If you recognize this scenario, you’re not alone. Most educators have had this experience at one point or another. We all want our students to remember the routines that we teach them, both because it makes managing the classroom smoother and because it helps each student reach their fullest potential. But it may be unrealistic to expect students to maintain the standards you’ve set without support from you. An effective teaching strategy for providing that support is to revisit routines with students.
When revisiting routines, it can be tempting to go back through them and re-introduce them without going through each step in detail. But think about it this way: you are going through them again for a reason. It is essential to go through them thoroughly and break them down into manageable parts for students.
A great tool for breaking down and teaching routines step-by-step is Interactive Modeling. This practice is simple and direct and is a non-negotiable way to teach routines that will help keep the classroom running smoothly and safely.

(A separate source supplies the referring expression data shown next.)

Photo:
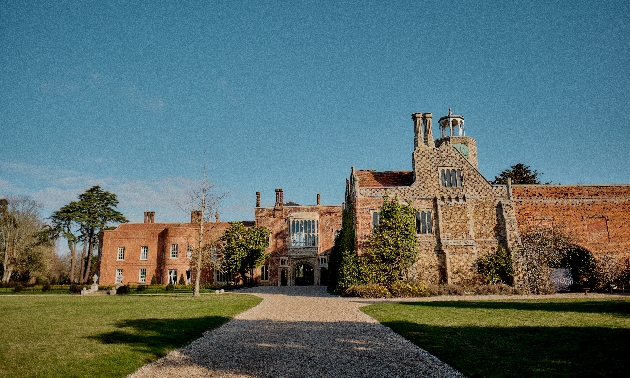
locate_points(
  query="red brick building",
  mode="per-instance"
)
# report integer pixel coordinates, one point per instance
(460, 217)
(134, 253)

One way to prepare to reteach a routine to students is to consider how the routine was originally introduced. What parts are students most likely to forget? What are some ways to enhance those steps, so students are clear on the expectations?
When to Revisit
These are the best times to be proactive and reactive and revisit routines with students:
- The first few weeks at the start of the school year
- When students have a long stretch without a break or holiday
- After a long weekend
- After a long break or holiday
- After inclement weather days
Keep it Positive
If students get the sense that we no longer support them as they follow through with the routines that we taught them, they may feel as if they are no longer important. This is why it’s essential to keep routines alive by celebrating students’ successes. For example, use reinforcing language to celebrate when students all place their backpacks in the proper place without reminders.
Remember to also try and make revisiting routines fun, such as by incorporating a chant or an energizer. Rather than feel like a chore for students, our goal should be to help students understand how routines meaningfully support them in learning and achieving more during the school year. Strike a healthy balance between a fun activity and a routine being revisited so students feel engaged without feeling that the fun activity is a bribe for completing the task correctly.
Revisiting routines throughout the school year can empower students in the classroom: when they have a clear understanding of expectations, they will be less reliant on you. Routines can also maximize their learning time and give them a focus that leads to engaged and purposeful learning. This will free you up to engage in the fun parts of teaching, such as having deeper conversations with students and helping them explore new concepts.